Mengutip kata pengantar Ketua Pusat Studi Islam dan Filsafat UMM, Pradana Boy, pembaca buku ini setidaknya akan menangkap dua pelajaran penting. Pertama, Zawawi mengajarkan tentang kerterbukaan dalam menerima keragaman. Ambil misal, bagaimana perjalanan Zawawi ke Eropa telah merekam perjumpaannya dengan seorang gadis negro di sebuah trem yang bertolak menuju Den Haag: Dalam lanjut menuju Den Haag/ Mata teduh itu jadi warna gelapnya malam/ yang menggali kedalaman dan memekarkan kejauhan/ Ada sejenis sorga/ di balik sepasang alisnya/ Membuat puisi tak fasih bicara (Bertemu Gadis Negro, hal.21).
Sangat boleh jadi, Zawawi hendak mengajak pembaca untuk memahami dunia multikultur dan kosmopolit, sebuah ruang budaya yang mampu menembus sekat-sekat geografis dan etnis. Manusia saling berkumpul demi suatu ambisi, yakni hasrat berjumpa dengan sesama manusia guna memuliakan kemanusiaan manusia. Hal ini terendus dari puisi pujian setinggi langit saat bertatap muka dengan seorang gadis negro.

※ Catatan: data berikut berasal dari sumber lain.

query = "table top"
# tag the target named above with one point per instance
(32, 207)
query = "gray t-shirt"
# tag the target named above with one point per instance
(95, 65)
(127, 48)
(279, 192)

Poin kedua, dalam puisi-puisi Zawawi di sini menguar aroma profetik yang cukup kuat. Dalam kemasan bahasa yang matang, Zawawi selalu menyisipkan pesan-pesan Ilahiyah, antara lain, tercermin dalam larik: Mereka menuang anggur/ merah hitam warnanya/ Aku menuang air yang jernih/ bagai air siwalan muda/ Setelah tiba saatnya/ gelas-gelas bersentuhan di udara/ Ting, bunyinya. Kami semua minum/ Persaudaraan memekarkan senyum....(Ramah Tamah, hal.5). Cara Zawawi meminum air putih menggambarkan kebijaksanaan profetik tanpa usil terhadap perilaku orang lain yang tidak sepaham dengan keyakinan agamanya. 
Begitu banyak butiran hikmah yang tersimpan dalam puisi-puisi Zawawi. Namun, sayangnya, ada sedikit jenuh menatap sampul buku ini dengan warna gelap dan tulisan judul yang tampak kaku. Ukuran kertasnya juga terlalu lebar seperti buku pelajaran anak sekolah. Buku ini akan lebih menarik bila dilampiri dengan foto atau gambar-gambar tentang pesona negeri Belanda.